Q: With memory care expected to become an even greater need (according to Prof. Victor Regnier, who says up to 80% of future assisted living residents may have cognitive impairments of some sort), how do you think this will be addressed within assisted living, especially in terms of staffing and training?

CH: I would think Prof. Regnier is probably right, looking at the epidemic of Alzheimer’s disease and the expectation that some form of dementia will affect about half of those over age 85.

When I was a kid, the only way you could talk on a screen was on The Jetsons. Now, there’s the Internet and [things like] Skype.
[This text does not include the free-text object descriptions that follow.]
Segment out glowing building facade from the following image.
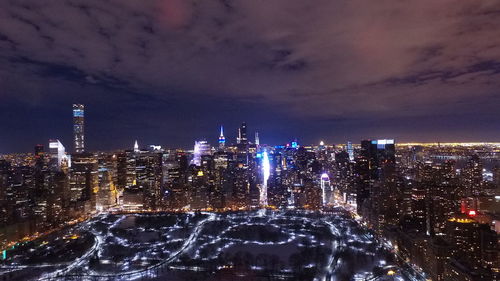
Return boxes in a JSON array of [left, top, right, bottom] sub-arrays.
[[347, 141, 354, 161], [320, 173, 332, 206], [49, 139, 68, 170], [260, 150, 270, 207], [192, 140, 211, 166], [134, 140, 139, 153], [218, 126, 225, 149], [73, 104, 85, 153]]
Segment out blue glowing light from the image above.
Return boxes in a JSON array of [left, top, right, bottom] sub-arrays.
[[73, 109, 84, 117]]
You can alleviate loneliness and social isolation through the Internet. There are robotics and different technologies, such as automated medicine dispensers, that allow people to stay in their homes if they want to.

It’s different if you have cognitive impairments. You can’t stay at home if you can’t prevent yourself from wandering out on the street.

When I started Southern Assisted Living 1995, we decided to have memory care within our assisted living building, and to train in a very proactive way. It was considered a very radical concept at the time. We saw something that was going to evolve into a big part of assisted living. I think people will need to spend more time and training dollars [for memory care]. It’s going to impact design, too: As well as you think you have it, it’s not easy to retrofit assisted living into memory care.

Q: What are some dangers facing the industry, and how does leadership factor into the evolution of assisted living?

CH: Complacency will be our enemy. We need to be thinking about new business models. I don’t think the baby boomers are just going to want to move into their parents’ senior living community. They’re going to have their own ideas. The people who are incumbent in the industry now—if they don’t stay on their toes, there could be new entrants to the sector who develop things and take the lead. It may not even be within walls, it may be more service-oriented, delivering care to people in their homes.

There are a lot of big changes coming, but the industry has always had great leadership.

In New Zealand, it’s such a small country, you’d think they talk more, but in a way they talk less. There are only three to four providers, and they get paranoid about trade secrets. 

The U.S. is so enormous—someone from Texas versus a Seattle provider is not really worried about their market getting stolen. People are open to share ideas, and it’s really positive for the sector.